1979 Revolution: Black Friday」は、1979年に実際に起こった「イラン革命」を題材にしたアドベンチャーゲームです。プレイヤーは留学先の西ドイツから革命勃発直前の故郷イランに帰ってきた報道写真家志望の青年Reza Shiraziとなって、革命の真っ只中で生き残るために奔走します。

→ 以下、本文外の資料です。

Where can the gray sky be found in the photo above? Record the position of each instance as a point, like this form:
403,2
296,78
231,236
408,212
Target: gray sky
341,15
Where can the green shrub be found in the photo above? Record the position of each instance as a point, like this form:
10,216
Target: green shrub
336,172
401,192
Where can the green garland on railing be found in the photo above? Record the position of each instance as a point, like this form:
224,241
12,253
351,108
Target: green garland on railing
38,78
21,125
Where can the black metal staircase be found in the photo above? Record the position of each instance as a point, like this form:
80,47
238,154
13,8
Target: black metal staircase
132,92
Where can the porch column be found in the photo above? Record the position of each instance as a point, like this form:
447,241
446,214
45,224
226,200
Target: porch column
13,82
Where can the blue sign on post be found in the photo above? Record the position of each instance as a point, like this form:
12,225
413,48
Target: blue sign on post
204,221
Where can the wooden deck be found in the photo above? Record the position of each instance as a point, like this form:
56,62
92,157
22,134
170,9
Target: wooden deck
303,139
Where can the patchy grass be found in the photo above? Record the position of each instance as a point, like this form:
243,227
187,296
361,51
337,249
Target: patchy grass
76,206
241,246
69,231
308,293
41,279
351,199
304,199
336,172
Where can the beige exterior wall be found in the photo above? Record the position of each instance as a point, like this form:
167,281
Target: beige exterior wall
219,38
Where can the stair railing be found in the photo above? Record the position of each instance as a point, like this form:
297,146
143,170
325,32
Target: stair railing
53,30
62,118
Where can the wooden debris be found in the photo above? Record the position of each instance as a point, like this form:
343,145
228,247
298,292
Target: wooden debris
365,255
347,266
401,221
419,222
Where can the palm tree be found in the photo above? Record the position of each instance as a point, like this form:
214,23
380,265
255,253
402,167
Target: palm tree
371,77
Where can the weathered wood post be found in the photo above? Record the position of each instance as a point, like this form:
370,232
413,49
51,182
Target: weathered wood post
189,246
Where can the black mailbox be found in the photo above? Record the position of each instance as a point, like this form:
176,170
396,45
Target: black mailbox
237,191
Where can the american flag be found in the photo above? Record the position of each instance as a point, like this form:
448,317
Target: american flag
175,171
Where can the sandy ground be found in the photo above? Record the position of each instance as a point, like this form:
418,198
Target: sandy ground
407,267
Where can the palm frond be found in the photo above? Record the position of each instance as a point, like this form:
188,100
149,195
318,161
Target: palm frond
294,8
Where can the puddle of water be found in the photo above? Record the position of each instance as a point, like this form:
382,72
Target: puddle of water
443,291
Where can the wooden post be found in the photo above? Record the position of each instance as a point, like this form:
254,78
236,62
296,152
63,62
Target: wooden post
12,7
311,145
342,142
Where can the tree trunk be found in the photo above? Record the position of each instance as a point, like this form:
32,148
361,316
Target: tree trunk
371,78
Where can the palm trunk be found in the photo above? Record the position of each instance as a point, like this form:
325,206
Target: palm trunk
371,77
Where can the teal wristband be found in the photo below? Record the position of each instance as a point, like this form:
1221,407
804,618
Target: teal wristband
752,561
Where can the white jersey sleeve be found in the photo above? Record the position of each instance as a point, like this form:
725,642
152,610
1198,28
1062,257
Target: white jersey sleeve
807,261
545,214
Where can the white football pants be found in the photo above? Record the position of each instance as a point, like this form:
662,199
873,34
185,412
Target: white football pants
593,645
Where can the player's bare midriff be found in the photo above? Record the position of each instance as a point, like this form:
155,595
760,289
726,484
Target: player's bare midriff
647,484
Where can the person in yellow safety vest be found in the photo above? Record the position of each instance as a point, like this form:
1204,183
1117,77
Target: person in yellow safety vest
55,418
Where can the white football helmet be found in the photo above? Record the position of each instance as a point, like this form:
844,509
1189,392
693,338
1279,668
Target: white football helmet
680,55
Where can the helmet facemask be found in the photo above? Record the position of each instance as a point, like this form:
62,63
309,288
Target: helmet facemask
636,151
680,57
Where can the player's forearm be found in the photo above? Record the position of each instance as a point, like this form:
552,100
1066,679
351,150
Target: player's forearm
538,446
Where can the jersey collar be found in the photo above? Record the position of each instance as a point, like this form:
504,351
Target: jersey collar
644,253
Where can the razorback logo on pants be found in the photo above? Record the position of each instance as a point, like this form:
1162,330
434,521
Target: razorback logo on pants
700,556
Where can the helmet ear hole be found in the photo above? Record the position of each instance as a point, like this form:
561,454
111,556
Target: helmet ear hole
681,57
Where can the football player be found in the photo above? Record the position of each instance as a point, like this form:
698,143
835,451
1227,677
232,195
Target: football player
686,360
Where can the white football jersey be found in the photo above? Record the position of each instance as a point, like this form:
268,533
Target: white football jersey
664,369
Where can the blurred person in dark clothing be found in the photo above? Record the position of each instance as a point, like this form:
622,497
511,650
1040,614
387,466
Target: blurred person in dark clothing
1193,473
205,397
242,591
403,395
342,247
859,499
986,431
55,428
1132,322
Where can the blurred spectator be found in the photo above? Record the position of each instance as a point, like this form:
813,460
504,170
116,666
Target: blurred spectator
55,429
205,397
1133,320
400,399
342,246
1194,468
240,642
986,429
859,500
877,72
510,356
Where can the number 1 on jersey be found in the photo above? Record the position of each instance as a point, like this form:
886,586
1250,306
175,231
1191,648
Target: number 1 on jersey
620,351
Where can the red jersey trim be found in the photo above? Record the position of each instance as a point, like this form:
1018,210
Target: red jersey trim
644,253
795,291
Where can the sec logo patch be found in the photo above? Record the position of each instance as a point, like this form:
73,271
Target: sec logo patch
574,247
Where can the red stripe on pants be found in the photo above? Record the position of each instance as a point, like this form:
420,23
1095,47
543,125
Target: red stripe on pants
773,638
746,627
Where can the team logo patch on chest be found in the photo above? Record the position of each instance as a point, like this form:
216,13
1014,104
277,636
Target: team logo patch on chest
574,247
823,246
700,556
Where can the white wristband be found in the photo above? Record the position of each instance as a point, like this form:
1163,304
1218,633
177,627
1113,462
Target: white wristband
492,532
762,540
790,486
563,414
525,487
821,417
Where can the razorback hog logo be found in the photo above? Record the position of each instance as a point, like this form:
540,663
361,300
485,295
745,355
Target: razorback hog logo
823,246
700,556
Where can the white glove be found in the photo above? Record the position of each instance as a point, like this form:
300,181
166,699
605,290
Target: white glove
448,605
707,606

【やってみた】1979年の「イラン革命」を疑似体験できるインディーゲーム「1979 Revolution: Black Friday」

「イラン革命」とは、1979年2月にイラン・パフラヴィー朝で起こった民衆革命です。それまでのイランはアメリカの援助を受けた親米国家で、一応イスラム教国家ではありましたが、時の皇帝モハンマド・レザーが”脱イスラーム化”を掲げ世俗主義による近代化政策を取っていました。1963年には農地改革、森林国有化、国営企業の民営化、婦人参政権、労働者の待遇改善、識字率の向上などを盛り込んだ「白色革命」を宣言し、トップダウンで近代改革を推し進めていましたが、これにイスラム教勢力や保守勢力が反発。また、当時文盲率の高かった当時のイランはそもそも近代化の基礎構造を欠いており、実際に改革の恩恵を受けられたのは一部のインテリに留まっていました。そのため貧富の差が拡大しリベラルな上流・中産階級と保守的な下層階級&宗教指導者との対立が激化。それに対し皇帝は自分の意向に反対する人々を秘密警察によって弾圧し、近代化の名のもと排除しましたが、国外追放を受けフランス・パリに亡命していたイスラム法学者のルーホッラー・ホメイニー帥を指導者とする革命運動が盛り上がり、遂に1979年1月16日に皇帝一家がエジプトに亡命。これを受けて同年2月1日にホメイニー帥がイランへの帰国を果たしイスラム革命評議会を組織し、パーレヴィー皇帝時代の政府から権力を奪取し公式政府となりました。その後国民投票を行い、98%の賛意を得て「イラン・イスラム共和国」が樹立。これを以て「イラン革命」は、当時米ソ冷戦の真っ最中であったにも関わらず他国の干渉もなく民衆の力だけで成し遂げられました。
しかし革命後イランがどんな国になったかというと、イスラム法「シャリーア」が国法となったためイスラム教徒以外の宗教の信者はすべて二級市民になり、女性はヒジャブの着用を強制され、さらにシャリーアに基づき女性の結婚最低年齢が9歳となったため女児への性的虐待が合法化される事態が増加。そして王党派の旧体制の支持者や自由主義者はことごとく処刑されるディストピアへと変貌しました。ちなみにこのイラン革命はHuluでもドラマ化されているマーガレット・アトウッドのディストピア小説「侍女の物語(The Handmaid's Tale)」の元ネタの一つでもあります。

侍女の物語 (ハヤカワepi文庫)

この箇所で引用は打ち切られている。